Calkins Media: Treasurer McCord, think tank rip Corbett pension reform plan
By Mark Shade
HARRISBURG — State Treasurer Rob McCord, a possible Democratic candidate for governor in 2014, joined forces with a left-leaning, pro-state employee think tank Tuesday in an attempt to rip apart Gov. Tom Corbett’s pension reform plan proposal.
The first-term Republican governor had asked lawmakers earlier to change the funding formula for the State Employees’ Retirement System and Public School Employees’ Retirement System to begin to close what Corbett says is a $41 billion gap.
Under the governor’s plan, state employees hired as of July 1, 2015, would be entered into a defined contribution plan similar to a 401(k) plan and be required to contribute at least 6.25 percent of their salary to their retirement plans.
Corbett’s plan would also reduce annual employer contribution limits from the mandated 4.5 percent to 2.25 percent in the 2013-14 fiscal year. That amount would increase 0.5 percent each year until it returns to 4.5 percent or is equal to the annual required contribution rate.
McCord and the Keystone Research Center said Corbett’s plan would worsen Pennsylvania’s pension problem.
“If pension reform just means giving the budget office a break in finding relief for how to balance this year’s budget, then we have before us a proposal that relates to ‘pension reform,’ ” McCord said. “If what we’re saying is we’re successfully addressing an alarmingly high level of unfunded pension liability, then it fails.”
The Keystone Research Center, whose board includes members of the AFL-CIO, PSEA, American Federation of Teachers, and the United Steelworkers, said Corbett’s pension restructuring plan would lower investment returns because fewer state employees would contribute.
That, it said, is a one-two punch for taxpayers.
“It increases the cost of keeping current pension promises and raises the costs of pensions going forward,” Stephen Herzenberg, the center’s executive director, said during a conference call with journalists. “It’s a lose-lose.”
With lower returns, the state and school districts would have to increase their contributions to meet existing pension obligations, said Herzenberg, who earned a PhD. in economics from MIT.
Neither McCord nor Herzenberg offered a plan of their own on how to solve the pension deficit problem.
Corbett has argued that, left unchecked, the growing fiscal demands of the state’s pension system will force him and future governors to seriously cut state-funded programs.
With his proposal, the governor has said the state would save $2 billion over five years.
Corbett’s budget office said the Keystone Research Center’s study is only looking at the defined contribution plan and is ignoring the rest of the governor’s proposal.
“To only look at that part of the plan is disingenuous,” budget press secretary Jay Pagni said. “The governor’s proposal is more encompassing.”
McCord said Corbett’s plan would do little to address the current problem.
“By shifting to a defined contribution plan, at the very least, you do nothing to reduce your unfunded liability but you do dramatically accelerate your rate at which you owe that unfunded liability,” McCord said. “This isn’t a harmless kicking the can down the road.

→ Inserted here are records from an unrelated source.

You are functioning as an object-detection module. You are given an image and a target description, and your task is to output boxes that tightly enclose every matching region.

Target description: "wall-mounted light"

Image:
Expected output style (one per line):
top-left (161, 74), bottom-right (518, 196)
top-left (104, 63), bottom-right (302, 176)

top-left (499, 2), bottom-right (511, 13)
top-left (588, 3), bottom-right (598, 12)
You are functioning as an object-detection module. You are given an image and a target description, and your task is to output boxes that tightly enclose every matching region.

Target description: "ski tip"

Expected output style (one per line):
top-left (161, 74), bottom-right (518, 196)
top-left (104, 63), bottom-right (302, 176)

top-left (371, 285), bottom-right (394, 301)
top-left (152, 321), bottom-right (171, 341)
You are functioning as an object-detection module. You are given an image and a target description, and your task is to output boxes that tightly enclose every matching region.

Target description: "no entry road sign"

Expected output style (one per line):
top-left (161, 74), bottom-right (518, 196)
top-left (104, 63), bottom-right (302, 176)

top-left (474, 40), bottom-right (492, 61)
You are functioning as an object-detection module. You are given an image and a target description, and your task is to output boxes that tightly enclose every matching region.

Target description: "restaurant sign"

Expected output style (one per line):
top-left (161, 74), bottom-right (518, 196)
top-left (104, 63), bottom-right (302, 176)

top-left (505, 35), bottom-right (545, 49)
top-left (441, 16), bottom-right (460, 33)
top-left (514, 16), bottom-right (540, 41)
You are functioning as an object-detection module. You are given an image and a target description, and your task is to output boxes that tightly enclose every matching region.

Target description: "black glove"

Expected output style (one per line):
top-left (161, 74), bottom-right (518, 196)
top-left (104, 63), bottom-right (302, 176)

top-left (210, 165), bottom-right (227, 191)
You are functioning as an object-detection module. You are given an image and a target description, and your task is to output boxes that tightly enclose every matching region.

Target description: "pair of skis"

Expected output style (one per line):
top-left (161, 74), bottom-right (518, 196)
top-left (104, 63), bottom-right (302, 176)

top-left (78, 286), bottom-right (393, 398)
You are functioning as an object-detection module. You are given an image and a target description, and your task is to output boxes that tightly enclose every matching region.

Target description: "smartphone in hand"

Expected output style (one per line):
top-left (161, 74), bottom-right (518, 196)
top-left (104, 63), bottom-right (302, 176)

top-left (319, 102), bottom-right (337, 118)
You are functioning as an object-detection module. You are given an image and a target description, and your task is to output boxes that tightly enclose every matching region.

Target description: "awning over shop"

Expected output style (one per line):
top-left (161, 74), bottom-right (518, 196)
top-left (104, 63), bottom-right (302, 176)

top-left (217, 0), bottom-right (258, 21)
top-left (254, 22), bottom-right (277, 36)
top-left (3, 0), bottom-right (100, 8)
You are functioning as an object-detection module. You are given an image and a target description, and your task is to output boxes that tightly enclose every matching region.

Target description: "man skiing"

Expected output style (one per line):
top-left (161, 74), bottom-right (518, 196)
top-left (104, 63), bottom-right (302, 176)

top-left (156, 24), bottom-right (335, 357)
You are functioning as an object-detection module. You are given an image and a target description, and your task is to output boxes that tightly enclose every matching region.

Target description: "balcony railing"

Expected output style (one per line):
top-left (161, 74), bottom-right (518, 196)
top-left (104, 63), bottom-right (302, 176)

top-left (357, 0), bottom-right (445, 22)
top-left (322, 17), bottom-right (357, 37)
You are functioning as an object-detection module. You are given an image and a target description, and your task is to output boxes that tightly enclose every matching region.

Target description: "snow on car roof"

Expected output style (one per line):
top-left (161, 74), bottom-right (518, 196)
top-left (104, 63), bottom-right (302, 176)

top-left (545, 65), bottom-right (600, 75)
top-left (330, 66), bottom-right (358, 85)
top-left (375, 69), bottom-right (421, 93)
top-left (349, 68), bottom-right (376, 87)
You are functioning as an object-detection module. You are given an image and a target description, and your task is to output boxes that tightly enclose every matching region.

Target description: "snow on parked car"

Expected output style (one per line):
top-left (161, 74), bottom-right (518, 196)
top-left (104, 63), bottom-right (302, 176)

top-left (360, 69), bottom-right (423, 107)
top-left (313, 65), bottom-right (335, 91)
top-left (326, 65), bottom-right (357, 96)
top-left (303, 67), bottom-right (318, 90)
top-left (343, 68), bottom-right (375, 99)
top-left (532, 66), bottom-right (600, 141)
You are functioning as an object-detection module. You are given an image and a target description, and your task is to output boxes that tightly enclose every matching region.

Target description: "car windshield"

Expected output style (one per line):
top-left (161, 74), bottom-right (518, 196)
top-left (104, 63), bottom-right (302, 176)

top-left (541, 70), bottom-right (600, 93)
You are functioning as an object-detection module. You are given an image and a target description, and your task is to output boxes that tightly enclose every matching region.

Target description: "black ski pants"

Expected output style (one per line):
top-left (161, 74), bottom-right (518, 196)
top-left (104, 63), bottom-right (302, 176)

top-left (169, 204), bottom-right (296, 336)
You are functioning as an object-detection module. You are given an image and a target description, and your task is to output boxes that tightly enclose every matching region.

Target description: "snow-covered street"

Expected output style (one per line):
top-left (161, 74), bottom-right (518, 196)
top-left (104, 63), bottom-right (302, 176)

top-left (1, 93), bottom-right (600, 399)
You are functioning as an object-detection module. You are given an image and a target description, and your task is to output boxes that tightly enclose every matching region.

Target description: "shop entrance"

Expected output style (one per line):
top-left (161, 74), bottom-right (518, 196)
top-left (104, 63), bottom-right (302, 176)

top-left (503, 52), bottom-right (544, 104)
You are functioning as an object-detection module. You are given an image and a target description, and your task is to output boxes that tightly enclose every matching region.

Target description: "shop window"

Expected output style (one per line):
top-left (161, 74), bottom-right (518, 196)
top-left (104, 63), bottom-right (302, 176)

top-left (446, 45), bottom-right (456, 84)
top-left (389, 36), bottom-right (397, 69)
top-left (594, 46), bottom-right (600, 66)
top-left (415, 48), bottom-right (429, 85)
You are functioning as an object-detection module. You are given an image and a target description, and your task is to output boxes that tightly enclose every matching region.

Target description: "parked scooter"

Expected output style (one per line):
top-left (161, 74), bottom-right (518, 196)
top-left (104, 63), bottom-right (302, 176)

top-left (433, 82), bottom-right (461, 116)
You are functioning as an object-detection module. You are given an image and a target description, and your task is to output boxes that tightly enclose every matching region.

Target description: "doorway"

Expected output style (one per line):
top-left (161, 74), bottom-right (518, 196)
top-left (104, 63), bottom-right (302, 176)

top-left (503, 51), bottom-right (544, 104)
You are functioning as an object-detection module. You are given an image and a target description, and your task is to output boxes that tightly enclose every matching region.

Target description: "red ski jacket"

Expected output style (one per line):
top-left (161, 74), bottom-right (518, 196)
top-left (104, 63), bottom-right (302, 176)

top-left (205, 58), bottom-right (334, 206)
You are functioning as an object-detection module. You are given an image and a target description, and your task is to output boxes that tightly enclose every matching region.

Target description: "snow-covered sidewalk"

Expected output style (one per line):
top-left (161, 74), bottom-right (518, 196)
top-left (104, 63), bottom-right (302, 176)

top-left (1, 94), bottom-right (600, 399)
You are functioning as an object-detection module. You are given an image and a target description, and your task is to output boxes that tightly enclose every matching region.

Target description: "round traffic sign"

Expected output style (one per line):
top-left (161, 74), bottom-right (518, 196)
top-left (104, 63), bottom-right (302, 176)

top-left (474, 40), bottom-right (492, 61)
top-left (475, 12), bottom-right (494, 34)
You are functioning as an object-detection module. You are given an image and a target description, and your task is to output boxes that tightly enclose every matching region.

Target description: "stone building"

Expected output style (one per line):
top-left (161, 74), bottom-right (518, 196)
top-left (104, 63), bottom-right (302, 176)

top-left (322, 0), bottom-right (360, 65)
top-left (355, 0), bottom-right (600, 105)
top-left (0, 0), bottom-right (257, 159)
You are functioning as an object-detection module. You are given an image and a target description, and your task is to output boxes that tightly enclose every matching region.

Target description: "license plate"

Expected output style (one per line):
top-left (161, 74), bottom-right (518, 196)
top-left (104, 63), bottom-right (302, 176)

What it is, basically, is a planned tax hike on anybody who is planning on living in Pennsylvania in 2019 and beyond.”
Alaska, Michigan and West Virginia have switched to defined contribution plans, but Herzenberg said studies have shown that change forced increases in unfunded pension liabilities.
According to the State Employees’ Retirement System, more than 117,000 retirees and beneficiaries receive, on average, $25,100 annually from the pension program. Its total fund asset is $25.3 billion.
At the end of 2012, the Public School Employees’ Retirement System had $51 billion in assets and 195,000 retirees receiving benefits. It is the 17th-largest state-sponsored pension fund in the country. In 2011, its investments generated a 20.4 percent rate of return and $9.2 billion in net income.
Corbett has asked lawmakers to help him find a solution for the pension problem. At an appearance earlier this month with 400 construction company representatives, the governor said not doing anything could prove to be dire.